I am looking at two procedures to import two txt files in SAS. The first file is fixed width. The second txt file is delimited file. The SAS code attached below:
DATA filename;
INFILE "filelocation";
INPUT
VAR1 $1-11
VAR2 $13-16
@18 VAR3 MMDDYY10.
VAR4 $29-53;
INFORMAT VAR1 $11.;
INFORMAT VAR2 $4.;
INFORMAT VAR3 MMDDYY10.;
INFORMAT VAR4 $25.;
FORMAT VAR1 $11.;
FORMAT VAR2 $4.;
FORMAT VAR3 MMDDYY10.;
FORMAT VAR4 $25.;
;
RUN;
DATA filename;
INFILE "filelocation" DELIMITER="|" MISSOVER
DSD LRECL=32767;
INFORMAT VAR1 $11.;
INFORMAT VAR2 $4.;
INFORMAT VAR3 MMDDYY10.;
INFORMAT VAR4 $25.;
FORMAT VAR1 $11.;
FORMAT VAR2 $4.;
FORMAT VAR3 MMDDYY10.;
FORMAT VAR4 $25.;
INPUT
VAR1 $
VAR2 $
VAR3
VAR4 $
;
RUN;
My questions are:
1. Why does the "INPUT" locate in the beginning of the code in the first procedure, but in the last in the second procedure? Does the order of "INPUT" matters?
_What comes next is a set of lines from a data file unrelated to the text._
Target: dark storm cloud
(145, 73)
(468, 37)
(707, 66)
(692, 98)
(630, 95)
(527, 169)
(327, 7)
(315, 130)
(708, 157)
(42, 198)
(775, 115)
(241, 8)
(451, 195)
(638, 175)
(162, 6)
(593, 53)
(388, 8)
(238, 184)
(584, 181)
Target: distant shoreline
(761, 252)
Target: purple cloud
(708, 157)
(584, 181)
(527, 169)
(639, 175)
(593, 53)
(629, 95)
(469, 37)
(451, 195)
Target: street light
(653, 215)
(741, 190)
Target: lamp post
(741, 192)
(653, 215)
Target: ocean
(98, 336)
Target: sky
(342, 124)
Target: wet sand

In the first procedure, there is a "@18" in front of VAR3, which VAR3 is a variable represents date, and it determines the VAR3 starts from the position 18th. Can all of the variables use this expression?
ex.
@1 VAR1 $
@13 VAR2 $
@18 VAR3 MMDDYY10.
@29 VAR4 $;
In the procedure2,
INPUT
VAR1 $
VAR2 $
VAR3
VAR4 $
why doesn't the variable have any number after the "$" sign to determine the length of the variable?
Thank you!
The main difference you are talking about is the difference between data that is stored in FIXED column locations and data that is DELIMITED. Since your first example uses data with fixed column locations you can use column ranges (1-11
) to read the data. With delimited data you cannot specify fixed columns (or even fixed lengths to read) since you do not know how many characters there are between the delimiters. Instead you must use list mode input and SAS will read the value up to the next delimiter.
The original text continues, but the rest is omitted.